- debt - financial crisis - Italy - Mario Monti
Italy passes €20 billion debt crisis package
Italy on Sunday passed a new debt crisis package worth €20 billion that includes raising taxes, slashing spending and pension reform. Prime Minister Mario Monti (pictured) hailed the move as "a decree to save Italy".
AFP - Italy's cabinet on Sunday adopted a package of tax hikes, budget cuts and pension reforms worth 20 billion euros ($27 billion) in a rush to avoid a bankruptcy that threatens to bring down the eurozone.
"This is a decree to save Italy," Prime Minister Mario Monti said at a press conference after the cabinet meeting, adding: "This is a moment in which Italy risks being responsible for helping to drag down the economy of Europe."
Italy will "put its deficit and debt under strong control" so that the country is "not seen as a suspicious flash point by Europe," he said.
He also warned that Italians had to make "sacrifices" and said he was renouncing his own salary as prime minister in a gesture of solidarity.
The three-year package includes a controversial pension reform that will increase the minimum pension age for women to 62 starting next year and fall into line with men by 2018, by which time both will retire at 66.
The number of years that men have to pay contributions to receive their full pensions will also be increased from the current level of 40 to 42.
Welfare Minister Elsa Fornero, whose proposals have already been slammed by Italy's main trade unions, broke down in tears as she outlined the changes.
The package also increases taxes on housing and luxury items and raises value-added tax -- which has already been raised by one percentage point this year -- by two percentage points to 23 percent from the second quarter of 2012.
Final approval of the reforms in parliament is expected before Christmas.
The crucial government meeting had been scheduled for Monday but it was brought forward by Monti in a bid to finalise the budget reforms before the markets open in a crucial week for the future of the euro.

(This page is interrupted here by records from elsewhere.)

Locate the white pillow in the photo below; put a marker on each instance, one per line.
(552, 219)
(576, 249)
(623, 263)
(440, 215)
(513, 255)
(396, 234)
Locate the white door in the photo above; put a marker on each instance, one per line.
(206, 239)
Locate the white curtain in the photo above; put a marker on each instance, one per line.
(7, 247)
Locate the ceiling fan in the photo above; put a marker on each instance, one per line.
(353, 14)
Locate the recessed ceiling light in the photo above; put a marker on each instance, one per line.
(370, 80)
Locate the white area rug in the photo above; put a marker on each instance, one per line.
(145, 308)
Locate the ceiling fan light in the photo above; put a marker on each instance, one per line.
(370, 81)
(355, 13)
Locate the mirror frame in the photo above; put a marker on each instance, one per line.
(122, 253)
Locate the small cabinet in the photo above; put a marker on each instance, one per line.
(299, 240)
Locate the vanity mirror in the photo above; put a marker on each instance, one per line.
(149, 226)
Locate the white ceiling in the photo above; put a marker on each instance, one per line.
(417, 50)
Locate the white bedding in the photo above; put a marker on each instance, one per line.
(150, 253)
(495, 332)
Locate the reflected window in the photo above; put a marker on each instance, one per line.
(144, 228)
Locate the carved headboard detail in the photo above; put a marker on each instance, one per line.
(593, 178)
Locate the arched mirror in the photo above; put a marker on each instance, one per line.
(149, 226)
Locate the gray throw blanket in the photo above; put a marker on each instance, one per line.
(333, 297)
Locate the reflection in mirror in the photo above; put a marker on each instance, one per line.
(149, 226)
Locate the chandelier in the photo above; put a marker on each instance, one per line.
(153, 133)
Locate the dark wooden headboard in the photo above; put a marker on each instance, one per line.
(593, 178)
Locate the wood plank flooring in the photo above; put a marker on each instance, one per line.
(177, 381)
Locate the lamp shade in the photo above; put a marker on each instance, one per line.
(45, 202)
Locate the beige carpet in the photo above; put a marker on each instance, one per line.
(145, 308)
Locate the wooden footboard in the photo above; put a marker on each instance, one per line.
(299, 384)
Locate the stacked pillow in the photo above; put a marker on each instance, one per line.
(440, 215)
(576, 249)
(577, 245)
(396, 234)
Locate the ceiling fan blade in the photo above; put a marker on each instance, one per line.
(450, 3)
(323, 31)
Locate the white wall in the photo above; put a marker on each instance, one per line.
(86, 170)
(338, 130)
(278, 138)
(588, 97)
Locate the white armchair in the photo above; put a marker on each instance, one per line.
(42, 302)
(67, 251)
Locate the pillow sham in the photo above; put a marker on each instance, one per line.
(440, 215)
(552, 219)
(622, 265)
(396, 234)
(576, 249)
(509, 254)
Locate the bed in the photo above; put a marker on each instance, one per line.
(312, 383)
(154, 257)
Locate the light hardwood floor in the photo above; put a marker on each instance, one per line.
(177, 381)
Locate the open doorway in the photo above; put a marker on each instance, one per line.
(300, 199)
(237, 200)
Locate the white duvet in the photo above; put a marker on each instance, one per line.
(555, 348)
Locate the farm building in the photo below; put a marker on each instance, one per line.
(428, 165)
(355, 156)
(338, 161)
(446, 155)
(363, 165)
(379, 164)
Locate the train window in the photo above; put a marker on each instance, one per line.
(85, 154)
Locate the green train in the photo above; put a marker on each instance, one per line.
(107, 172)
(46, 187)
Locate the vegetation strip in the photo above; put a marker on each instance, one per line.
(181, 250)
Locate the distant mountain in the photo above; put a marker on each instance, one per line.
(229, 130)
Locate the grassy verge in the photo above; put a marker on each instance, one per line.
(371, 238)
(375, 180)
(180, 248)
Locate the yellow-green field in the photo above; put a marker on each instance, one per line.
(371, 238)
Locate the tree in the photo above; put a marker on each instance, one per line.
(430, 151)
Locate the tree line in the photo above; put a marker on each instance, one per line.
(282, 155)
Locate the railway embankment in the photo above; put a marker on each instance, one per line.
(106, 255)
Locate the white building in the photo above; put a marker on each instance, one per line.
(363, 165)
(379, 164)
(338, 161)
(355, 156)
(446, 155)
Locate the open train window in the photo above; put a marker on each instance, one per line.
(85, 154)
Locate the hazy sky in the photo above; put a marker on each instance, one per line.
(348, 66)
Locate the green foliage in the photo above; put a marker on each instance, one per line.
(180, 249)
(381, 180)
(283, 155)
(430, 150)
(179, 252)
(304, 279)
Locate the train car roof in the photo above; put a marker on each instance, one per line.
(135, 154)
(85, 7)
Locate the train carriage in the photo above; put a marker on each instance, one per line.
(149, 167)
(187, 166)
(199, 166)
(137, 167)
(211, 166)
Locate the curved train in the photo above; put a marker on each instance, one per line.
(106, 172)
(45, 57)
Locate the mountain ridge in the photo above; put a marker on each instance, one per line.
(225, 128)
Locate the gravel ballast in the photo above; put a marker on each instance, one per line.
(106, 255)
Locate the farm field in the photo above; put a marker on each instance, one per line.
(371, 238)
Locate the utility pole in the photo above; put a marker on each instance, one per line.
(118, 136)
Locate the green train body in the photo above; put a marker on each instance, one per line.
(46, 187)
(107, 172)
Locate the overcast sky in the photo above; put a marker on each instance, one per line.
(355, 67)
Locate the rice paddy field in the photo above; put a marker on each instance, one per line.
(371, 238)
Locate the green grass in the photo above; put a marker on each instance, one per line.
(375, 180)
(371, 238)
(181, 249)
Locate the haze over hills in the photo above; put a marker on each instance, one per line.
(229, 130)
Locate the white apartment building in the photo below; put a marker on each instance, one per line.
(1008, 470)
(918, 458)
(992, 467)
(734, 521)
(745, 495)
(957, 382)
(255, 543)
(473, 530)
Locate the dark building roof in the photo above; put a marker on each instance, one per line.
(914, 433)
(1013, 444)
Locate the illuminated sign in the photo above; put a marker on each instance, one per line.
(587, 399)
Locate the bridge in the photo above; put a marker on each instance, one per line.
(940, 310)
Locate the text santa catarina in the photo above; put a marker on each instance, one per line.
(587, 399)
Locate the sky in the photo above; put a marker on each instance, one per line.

A former top European Union commissioner who came to power just three weeks ago after the flamboyant Silvio Berlusconi was ousted by a wave of panic on financial markets, Monti said Italy was at a dramatic crossroads.
"We're faced with an alternative between the current situation, with the required sacrifices, or an insolvent state, and a euro destroyed perhaps by Italy's infamy," he said.
Italy is under intense pressure from its eurozone neighbours and international investors to introduce draconian measures to rein in its public debt ahead of a crucial European Union summit on Thursday and Friday.
Rome has already adopted two austerity packages this year but the European Commission indicated that the eurozone's third largest economy would fail to reach its target of balancing the budget by 2013 without more belt-tightening.
Italian unions voiced their opposition, even though a planned overhaul of labour laws to make it easier for companies to fire workers has been postponed to a future date.
Susanna Camusso, head of Italy's largest union, the CGIL, said the measures were aimed at "making money on the backs of poor people in our country."
"There is no equity" in the proposed package, she said, adding that all the main unions should team up to evaluate their response to the measures.
The populist Northern League, the only major party in parliament opposed to Monti's government, has said it wants a referendum on pension reforms.
"Italy has lost," party leader Umberto Bossi told a rally on Sunday.
Economists are worried that the toxic mix of high borrowing costs, massive debt and low growth could push Italy - the eurozone's third largest economy -- towards insolvency within months.
The government has denied persistent rumours that it is preparing to accept a credit line from the International Monetary Fund (IMF), following in the wake of bailouts for fellow eurozone members Greece, Ireland and Portugal.
But the IMF and the EU have been keeping Italy under special surveillance through teams of auditors to ensure it implements long-delayed reforms and a reduction in a debt mountain equivalent to 120 percent of output.
France and Germany say a debt blow-up in Italy could kill off the entire euro area and observers warn Italy is "too big to bail" in case of a default.
Angelino Alfano, the leader of Berlusconi's People of Freedom party, the biggest party in parliament, also put the situation in stark terms: "The choice is between a harsh plan today and the risk of bankruptcy tomorrow."